Types of Student Loans

America has a rising student loan debt crisis because these loans have to be repaid unlike other forms of student financial aid like scholarships that never require repayment and grants that hardly ever require to be repaid. Other factors that affect the loan repayments are how they are unevenly distributed due to race and social class as well as the disproportionately high default rate of students who did not complete their degrees when compared to those who did. The student loan program has prevailed since the 1950s and has played a very significant role in higher education when compared to other countries. If you are leaving school and want to know what types of loans are available then this article is for you.

The Best Loan For You

In the United States, there are three types of student loans that you can choose from – federal loans, private loans and refinancing loans.

  • Federal loans

These are most flexible because they are provided by the government. However, not everyone is eligible to receive this type of loan because it is dependent on several factors such as your financial needs, your credit history and what year you are in school. You need to fill out an application form for Federal Student Aid or commonly known as the FAFSA form. Upon acceptance, you will be given a FSA ID that will enable you to access all of your loan information from the studentaid.gov website. However, if your details are not on this website then it means that your loan is not a federal loan and you need to recheck all of your information before you find yourself paying increased rates. The best thing about a federal loan is that it provides you with the option to apply for a loan consolidation or you can opt to sign up for an income driven repayment plan should you require one.

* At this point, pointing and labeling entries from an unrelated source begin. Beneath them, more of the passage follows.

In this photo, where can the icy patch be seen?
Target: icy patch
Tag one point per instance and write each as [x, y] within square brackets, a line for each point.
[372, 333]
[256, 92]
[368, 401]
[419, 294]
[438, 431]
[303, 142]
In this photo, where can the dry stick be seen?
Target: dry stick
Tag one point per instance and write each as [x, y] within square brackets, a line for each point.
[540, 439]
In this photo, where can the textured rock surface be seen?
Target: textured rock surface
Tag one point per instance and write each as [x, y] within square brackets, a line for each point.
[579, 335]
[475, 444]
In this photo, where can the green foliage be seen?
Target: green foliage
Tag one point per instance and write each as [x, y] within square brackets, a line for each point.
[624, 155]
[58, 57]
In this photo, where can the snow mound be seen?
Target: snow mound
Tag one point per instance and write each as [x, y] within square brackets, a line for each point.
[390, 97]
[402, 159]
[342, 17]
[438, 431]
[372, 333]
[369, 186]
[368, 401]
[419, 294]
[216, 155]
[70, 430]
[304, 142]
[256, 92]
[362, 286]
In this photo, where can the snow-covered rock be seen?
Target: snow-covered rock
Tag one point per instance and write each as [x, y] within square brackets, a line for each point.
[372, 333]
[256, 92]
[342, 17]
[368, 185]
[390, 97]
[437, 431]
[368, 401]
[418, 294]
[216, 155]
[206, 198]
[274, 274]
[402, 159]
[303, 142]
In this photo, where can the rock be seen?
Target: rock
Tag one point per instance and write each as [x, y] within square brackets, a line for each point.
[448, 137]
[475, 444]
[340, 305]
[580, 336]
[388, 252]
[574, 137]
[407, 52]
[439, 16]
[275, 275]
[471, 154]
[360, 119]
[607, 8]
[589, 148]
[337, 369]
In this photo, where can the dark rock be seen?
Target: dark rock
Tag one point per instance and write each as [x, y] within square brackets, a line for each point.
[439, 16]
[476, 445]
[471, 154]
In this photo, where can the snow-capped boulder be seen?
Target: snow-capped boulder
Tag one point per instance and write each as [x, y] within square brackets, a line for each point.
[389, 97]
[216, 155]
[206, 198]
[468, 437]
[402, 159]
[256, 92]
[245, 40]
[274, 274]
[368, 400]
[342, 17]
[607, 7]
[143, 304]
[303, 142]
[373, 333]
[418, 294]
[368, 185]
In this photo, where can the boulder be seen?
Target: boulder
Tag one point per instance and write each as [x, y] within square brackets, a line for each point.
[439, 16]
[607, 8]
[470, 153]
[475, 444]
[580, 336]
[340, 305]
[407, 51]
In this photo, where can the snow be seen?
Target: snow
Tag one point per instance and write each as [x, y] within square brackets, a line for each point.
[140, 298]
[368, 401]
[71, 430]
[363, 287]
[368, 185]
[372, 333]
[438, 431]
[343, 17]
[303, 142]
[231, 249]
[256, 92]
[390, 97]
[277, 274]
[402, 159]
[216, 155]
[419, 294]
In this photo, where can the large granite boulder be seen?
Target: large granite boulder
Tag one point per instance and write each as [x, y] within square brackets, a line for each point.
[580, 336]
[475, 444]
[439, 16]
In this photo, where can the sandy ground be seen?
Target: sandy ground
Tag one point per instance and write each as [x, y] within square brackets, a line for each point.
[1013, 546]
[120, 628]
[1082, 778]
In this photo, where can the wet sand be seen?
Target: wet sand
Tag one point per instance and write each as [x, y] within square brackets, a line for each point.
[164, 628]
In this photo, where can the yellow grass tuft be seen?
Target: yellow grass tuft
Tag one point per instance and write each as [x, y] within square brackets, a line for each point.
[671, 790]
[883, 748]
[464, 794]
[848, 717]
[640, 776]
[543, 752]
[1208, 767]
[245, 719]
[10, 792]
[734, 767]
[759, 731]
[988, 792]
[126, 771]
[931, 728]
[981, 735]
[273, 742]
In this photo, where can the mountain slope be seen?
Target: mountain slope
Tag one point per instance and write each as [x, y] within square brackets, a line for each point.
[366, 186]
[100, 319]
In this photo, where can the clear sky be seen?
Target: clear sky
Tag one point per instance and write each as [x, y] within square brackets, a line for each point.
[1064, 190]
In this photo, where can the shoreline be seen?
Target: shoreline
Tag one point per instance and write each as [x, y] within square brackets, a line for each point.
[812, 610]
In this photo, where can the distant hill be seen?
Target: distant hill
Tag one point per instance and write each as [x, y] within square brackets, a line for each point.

When you are able to receive a federal loan, you will be able to manage your debt and not take on more than is necessary.

  • Private Student Loans

These are provided by banks or any other financial institutions and that is the reason why they require proof to see if you can repay the initial loan with interest should it be granted. However, if you are unable to pay it back on your own there are provisions for a co-signer (surety) who will be responsible for the repayment of the loan if you cannot afford to pay it.

  • Student Refinancing

This is a viable option for a graduate with an exceptional repayment history of their current loan. A private lender can pay off your student loan(s), offer you a new payment schedule and lower your interest rates. However, if you have a federal loan and you include it in your refinancing package, then you will lose all of your federal loan protections.


Before making a decision on which loan option is the most adequate for your needs, it is advisable to do your research on repayment terms and conditions and to be cognizant of the interest rates because they can change drastically depending on global markets.